There are some parasites and fastidiousbacteria that need to be cultured in living.

It is a statistical requirement for an increased CO2 concentration to be used to growbacteria that will grow in a liquid medium.

biosafety levels 1 through 4 are the levels of the measured volume microorganisms.

The slide was designed.

Turbidity is determined by measuring microbes.

Different organisms are distinguished by differential media.

In a mixed culture, an enrichment culture is used to encourage the growth of a particular microorganism.

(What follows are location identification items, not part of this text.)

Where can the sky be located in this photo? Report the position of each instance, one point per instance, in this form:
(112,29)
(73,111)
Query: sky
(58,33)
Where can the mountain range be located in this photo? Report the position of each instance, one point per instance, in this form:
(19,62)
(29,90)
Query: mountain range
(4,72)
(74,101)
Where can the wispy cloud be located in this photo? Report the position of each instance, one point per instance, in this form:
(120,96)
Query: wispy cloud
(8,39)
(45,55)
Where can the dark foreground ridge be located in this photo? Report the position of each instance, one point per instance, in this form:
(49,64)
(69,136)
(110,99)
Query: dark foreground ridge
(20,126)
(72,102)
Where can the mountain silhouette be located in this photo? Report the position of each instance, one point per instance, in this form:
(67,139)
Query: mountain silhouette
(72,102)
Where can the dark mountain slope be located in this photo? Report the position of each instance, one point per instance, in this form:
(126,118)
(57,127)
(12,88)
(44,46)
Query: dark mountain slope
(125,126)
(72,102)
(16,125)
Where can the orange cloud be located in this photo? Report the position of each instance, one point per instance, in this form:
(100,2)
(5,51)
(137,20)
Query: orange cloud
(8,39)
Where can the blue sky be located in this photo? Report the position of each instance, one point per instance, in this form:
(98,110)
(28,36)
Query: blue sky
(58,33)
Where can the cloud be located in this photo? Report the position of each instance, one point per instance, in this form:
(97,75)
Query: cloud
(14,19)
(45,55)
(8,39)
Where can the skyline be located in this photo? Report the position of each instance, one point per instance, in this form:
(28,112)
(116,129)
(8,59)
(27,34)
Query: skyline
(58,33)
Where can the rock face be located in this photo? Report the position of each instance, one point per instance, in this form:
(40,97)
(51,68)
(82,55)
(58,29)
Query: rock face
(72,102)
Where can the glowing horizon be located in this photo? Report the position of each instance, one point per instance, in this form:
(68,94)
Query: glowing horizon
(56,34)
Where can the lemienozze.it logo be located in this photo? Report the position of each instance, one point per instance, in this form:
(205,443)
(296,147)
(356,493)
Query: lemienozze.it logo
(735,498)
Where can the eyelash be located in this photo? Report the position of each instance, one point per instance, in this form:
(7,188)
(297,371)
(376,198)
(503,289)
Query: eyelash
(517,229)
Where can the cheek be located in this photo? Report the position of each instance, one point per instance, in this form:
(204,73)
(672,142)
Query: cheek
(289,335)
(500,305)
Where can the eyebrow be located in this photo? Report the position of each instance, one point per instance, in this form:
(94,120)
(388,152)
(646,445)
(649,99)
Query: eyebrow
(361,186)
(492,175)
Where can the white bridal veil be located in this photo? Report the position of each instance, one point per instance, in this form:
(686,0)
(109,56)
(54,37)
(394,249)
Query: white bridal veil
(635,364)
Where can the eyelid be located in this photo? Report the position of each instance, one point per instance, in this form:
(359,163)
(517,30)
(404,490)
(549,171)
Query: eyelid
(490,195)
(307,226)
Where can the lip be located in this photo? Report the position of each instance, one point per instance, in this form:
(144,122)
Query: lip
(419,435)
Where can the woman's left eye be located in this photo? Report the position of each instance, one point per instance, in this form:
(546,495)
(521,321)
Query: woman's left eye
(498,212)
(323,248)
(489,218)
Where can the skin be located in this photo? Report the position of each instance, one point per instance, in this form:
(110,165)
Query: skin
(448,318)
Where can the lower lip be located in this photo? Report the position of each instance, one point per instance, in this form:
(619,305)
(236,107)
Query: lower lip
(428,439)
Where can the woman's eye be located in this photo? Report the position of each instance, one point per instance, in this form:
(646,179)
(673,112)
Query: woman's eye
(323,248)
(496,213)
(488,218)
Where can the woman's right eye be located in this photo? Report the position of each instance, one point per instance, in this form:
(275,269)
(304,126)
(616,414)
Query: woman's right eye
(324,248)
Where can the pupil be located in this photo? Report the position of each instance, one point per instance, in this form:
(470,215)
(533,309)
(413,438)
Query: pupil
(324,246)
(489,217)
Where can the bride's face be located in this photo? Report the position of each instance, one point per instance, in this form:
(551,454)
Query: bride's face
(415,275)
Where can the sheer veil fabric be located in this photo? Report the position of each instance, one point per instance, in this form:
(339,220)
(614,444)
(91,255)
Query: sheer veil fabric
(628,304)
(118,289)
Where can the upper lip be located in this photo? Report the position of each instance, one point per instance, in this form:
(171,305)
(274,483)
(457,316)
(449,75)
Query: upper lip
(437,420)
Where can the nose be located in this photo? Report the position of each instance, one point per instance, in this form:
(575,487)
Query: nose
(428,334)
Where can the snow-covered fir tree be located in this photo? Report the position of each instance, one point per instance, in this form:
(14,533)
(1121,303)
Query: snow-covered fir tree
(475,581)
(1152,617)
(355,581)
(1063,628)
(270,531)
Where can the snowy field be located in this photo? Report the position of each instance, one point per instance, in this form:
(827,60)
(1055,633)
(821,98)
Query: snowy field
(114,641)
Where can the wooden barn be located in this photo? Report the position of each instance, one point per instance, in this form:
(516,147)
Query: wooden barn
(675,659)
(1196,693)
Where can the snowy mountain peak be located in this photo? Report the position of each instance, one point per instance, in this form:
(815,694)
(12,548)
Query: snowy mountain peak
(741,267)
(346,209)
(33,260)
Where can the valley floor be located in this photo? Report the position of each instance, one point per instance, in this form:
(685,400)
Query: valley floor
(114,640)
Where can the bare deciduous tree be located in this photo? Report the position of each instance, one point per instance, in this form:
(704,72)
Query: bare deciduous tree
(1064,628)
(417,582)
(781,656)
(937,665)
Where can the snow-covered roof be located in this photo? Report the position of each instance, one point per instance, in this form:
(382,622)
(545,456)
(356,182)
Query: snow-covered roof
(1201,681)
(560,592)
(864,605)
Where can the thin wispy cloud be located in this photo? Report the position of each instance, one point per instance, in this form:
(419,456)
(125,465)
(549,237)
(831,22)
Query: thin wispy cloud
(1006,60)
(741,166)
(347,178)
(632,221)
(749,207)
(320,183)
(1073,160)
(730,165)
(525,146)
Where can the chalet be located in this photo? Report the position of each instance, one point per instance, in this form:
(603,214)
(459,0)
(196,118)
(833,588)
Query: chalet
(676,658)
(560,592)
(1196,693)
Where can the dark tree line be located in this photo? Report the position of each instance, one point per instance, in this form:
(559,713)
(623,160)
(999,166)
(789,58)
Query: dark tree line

Dry weight is a convenient method of growth measurement for filamentous organisms.

A colony is a mass of organisms.

The streak plate method can be used to obtain pure cultures.

There is an answers tab at the back of the textbook.

Questions 1 and 2 can be answered using the following information.

Four differentbacteria were inoculated with culture media.

The following graph can be used to answer questions.

Natural oil-degradingbacteria grow after an oil spill.

Define complex and chemical media.

The cells are kept at 35 degrees for 5 hours.

After 5 hours, the temperature goes to 20degC.

35degC for 5 hours followed by 2 hours.

The characteristics of the microbe are described.

An organisms that has peroxidase and superoxide dismutase but does not have catalase is most likely for growth ofbacteria.

You can draw the growth curves for the organisms.

The yeast is in the broth at 30degC with aeration.

There are 106 glucose-minimal salts in a jar.

The yeasts are related to anaerobes.